There are two fundamental problems with this approach. First, a departure from identity politics conveniently ignores consequences of an international economy and a global society. Second, a move away from identity politics denies the contemporary experience of so many Americans just like me. I am a person of color, adopted by working-class whites, raised in rural America by conservative-Christian parents, college educated from the ivory tower of liberal elitism, working today as a so-called Millennial on behalf of capitalism, and practicing my faith at a liberal church in the Catholic tradition.

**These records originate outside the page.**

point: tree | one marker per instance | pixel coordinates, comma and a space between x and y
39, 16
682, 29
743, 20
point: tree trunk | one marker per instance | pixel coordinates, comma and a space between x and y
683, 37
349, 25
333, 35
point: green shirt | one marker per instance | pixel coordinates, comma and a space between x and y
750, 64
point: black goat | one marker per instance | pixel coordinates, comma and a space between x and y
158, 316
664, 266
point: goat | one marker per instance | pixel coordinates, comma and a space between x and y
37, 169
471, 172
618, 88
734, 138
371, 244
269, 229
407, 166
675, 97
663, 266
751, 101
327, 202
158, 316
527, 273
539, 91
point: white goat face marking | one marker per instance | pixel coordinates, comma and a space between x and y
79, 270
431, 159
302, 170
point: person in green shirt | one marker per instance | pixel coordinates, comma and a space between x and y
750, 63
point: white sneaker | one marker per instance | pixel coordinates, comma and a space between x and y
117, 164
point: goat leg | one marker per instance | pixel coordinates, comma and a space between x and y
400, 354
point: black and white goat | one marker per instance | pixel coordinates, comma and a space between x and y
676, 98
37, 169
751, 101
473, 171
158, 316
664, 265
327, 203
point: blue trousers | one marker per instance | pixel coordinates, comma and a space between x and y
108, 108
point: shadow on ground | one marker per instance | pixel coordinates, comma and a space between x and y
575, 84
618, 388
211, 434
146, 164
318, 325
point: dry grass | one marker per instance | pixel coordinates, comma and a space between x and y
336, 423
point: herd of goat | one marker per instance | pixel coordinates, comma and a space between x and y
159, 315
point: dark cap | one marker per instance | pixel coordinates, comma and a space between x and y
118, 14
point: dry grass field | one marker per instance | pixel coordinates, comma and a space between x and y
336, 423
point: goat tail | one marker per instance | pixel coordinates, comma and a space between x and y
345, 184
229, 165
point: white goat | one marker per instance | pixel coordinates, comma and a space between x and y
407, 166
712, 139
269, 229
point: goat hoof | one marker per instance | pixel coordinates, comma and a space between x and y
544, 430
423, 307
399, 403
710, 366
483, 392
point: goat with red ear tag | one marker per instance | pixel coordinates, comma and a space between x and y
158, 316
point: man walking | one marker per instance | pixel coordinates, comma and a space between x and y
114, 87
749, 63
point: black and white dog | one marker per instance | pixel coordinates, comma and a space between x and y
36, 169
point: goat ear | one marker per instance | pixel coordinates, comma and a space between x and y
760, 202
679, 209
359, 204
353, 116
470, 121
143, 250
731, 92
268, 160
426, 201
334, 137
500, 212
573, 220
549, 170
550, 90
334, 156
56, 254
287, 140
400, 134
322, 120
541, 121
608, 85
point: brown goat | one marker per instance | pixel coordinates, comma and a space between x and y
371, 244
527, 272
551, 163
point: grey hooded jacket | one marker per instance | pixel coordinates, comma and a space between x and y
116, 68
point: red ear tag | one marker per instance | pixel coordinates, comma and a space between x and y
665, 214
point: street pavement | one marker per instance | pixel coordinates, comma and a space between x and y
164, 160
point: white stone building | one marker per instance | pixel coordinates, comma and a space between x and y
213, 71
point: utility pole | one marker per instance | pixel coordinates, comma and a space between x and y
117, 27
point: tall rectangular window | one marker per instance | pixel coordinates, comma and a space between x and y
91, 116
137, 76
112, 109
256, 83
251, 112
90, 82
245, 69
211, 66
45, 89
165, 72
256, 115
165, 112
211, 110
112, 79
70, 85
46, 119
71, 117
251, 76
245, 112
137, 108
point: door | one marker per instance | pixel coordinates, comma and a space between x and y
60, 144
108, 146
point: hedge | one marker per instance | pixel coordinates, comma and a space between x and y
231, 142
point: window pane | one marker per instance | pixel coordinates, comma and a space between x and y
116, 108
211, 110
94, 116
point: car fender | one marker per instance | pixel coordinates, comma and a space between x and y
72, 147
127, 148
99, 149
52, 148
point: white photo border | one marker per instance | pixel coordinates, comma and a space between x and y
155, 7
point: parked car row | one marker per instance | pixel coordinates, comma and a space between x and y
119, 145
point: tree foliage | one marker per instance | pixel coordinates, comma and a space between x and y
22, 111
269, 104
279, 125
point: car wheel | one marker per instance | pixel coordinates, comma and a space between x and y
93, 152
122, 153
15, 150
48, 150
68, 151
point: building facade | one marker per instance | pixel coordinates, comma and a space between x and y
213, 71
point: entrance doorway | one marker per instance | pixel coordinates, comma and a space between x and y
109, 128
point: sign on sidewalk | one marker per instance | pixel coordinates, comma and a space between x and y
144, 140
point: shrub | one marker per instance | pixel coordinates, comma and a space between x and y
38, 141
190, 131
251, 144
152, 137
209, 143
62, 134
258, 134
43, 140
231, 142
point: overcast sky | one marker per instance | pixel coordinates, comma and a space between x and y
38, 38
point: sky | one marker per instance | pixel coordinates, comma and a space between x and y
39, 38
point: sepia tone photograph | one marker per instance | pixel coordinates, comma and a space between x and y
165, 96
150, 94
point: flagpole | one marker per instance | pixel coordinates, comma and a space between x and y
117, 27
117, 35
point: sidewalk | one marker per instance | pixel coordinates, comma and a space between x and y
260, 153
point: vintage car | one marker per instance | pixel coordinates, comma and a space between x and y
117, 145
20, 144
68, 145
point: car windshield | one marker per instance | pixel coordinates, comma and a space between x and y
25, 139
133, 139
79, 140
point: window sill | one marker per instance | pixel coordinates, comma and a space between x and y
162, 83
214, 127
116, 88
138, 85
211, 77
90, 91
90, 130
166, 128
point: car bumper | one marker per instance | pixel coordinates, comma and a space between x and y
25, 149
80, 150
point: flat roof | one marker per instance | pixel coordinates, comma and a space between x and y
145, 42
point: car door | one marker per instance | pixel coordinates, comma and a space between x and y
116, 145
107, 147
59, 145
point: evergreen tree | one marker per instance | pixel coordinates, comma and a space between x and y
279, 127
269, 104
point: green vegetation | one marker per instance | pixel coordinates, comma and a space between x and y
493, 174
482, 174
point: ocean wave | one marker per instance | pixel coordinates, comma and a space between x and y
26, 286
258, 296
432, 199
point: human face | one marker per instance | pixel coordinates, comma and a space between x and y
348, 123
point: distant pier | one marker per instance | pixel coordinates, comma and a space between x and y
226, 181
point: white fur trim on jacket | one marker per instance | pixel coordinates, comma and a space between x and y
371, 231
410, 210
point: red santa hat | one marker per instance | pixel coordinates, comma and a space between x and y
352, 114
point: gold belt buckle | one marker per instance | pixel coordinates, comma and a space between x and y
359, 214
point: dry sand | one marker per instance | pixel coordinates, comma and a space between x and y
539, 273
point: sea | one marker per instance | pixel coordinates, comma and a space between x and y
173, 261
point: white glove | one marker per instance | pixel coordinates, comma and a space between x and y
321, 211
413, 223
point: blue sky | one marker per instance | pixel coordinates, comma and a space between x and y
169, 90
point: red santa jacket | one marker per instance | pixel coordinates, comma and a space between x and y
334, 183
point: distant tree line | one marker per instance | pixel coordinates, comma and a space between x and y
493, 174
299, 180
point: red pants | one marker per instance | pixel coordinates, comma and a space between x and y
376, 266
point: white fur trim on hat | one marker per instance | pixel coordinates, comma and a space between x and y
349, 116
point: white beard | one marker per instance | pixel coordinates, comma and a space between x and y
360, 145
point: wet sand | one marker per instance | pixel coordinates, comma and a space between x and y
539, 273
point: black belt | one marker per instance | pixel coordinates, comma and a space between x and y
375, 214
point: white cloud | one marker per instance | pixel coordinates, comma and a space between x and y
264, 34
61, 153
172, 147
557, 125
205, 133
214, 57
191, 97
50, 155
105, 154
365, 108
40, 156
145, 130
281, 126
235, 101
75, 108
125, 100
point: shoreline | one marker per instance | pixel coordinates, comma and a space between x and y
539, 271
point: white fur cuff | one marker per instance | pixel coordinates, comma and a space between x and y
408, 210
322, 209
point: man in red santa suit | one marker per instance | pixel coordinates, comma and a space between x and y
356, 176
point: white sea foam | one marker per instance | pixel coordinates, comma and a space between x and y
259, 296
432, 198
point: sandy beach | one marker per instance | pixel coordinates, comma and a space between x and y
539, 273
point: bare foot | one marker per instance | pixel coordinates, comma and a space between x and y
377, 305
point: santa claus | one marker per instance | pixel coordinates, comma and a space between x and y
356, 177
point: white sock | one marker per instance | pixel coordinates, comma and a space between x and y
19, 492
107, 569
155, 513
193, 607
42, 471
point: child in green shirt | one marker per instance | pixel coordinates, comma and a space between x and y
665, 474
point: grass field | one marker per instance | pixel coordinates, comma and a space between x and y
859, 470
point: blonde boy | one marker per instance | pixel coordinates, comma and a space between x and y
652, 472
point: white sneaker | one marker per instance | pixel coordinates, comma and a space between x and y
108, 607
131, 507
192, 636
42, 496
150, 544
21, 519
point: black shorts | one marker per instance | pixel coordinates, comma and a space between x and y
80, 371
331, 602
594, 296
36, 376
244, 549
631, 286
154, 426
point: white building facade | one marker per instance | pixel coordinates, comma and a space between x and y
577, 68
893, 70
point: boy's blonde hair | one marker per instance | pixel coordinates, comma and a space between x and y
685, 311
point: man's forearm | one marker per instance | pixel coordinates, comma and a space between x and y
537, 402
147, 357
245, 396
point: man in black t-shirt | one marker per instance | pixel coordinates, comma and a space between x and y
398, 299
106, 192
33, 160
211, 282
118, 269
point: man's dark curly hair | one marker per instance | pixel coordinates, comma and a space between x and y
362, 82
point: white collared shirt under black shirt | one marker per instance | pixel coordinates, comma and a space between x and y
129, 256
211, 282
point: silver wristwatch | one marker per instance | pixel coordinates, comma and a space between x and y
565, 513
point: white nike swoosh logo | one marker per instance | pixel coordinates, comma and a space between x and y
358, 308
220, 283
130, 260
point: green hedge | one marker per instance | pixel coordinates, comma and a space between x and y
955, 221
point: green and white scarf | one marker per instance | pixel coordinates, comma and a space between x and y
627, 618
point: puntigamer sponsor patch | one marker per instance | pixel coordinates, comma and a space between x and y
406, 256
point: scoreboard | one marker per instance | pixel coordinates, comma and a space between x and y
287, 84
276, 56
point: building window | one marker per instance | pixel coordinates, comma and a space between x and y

Their solutions emerge from different sides of the political spectrum but share the same destination: a future sans identity politics. Lilla suggests a post-identity liberalism “…that would concentrate on widening its base by appealing to Americans as Americans and emphasizing the issues that affect a vast majority of them.” Valeria-Iseman similarly believes “…diversity, to a nation that desperately needs to heal, must be about giving a voice to various ideological backgrounds, not just various racial, social, and cultural backgrounds.”
When Lilla says “appealing to Americans as Americans…” it only reinforces a skewed belief (and false history) that somehow America needed to be “great again.” As for Valeria-Iseman, diverse ideology is only convenient for those already seated at the decision-making table. For businesses, especially at the executive level, white men dominate the corporate boardroom — more than 90 percent of Fortune 500 CEOs are white men. In religion, one only need to look at the Vatican for expectations on equal representation. As for America’s border security, 82 percent of its officers are male and 53.8 percent are white.
Worst of all, favoring a less nuanced brand of national politics over identity politics is just plain cowardice. Sadly, the abandonment of identity politics chooses a version of America so small and so afraid it will literally build walls.
Identity politics isn’t easy. It’s messy and forces America to examine some of its hardest truths. Yet, when we embrace it, we discover an America big enough to build bridges toward a more inclusive and diverse tomorrow. As President Obama so often says, “That’s the America I know.” Sorry, Mark and Anna. You can keep your sanitized version of America and those silly hats, too.